The ECT Act defines an electronic signature as "data attached to, incorporated in, or logically associated with other data and which is intended by the user to serve as a signature”. Put simply, so long as the ‘data’ in the electronic document is intended by the user to serve as a signature and is logically connected with other data in the electronic document, the requirement for an electronic signature is satisfied.
In general the function of a signature is to provide evidence of (1) the identity of the signatory, (2) that the signatory intended the signature to be his signature, and (3) that the writing or text to which the signature is associated is adopted or approved by the signatory.
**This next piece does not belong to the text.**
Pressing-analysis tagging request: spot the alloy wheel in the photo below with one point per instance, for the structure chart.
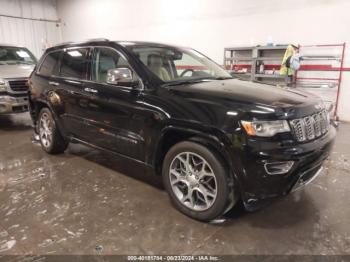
(193, 181)
(45, 130)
Electronic Communications and Transactions (ECT) Act of 2012, makes allowances for the legality of electronic signatures, and in fact the Supreme Court recently recognised an email signature as a valid electronic signature. This is because it meets the two most important criteria – there is an association or relationship between the document and the signature, and the person intended it to be a signature.
Realyst Signatures is able to prove intent, as well as the relationship between the document and the ‘signature’. We also further comply to the Protection of Personal Information (POPI) Act as we ensure security is in place and limit the processing of sensitive personal information.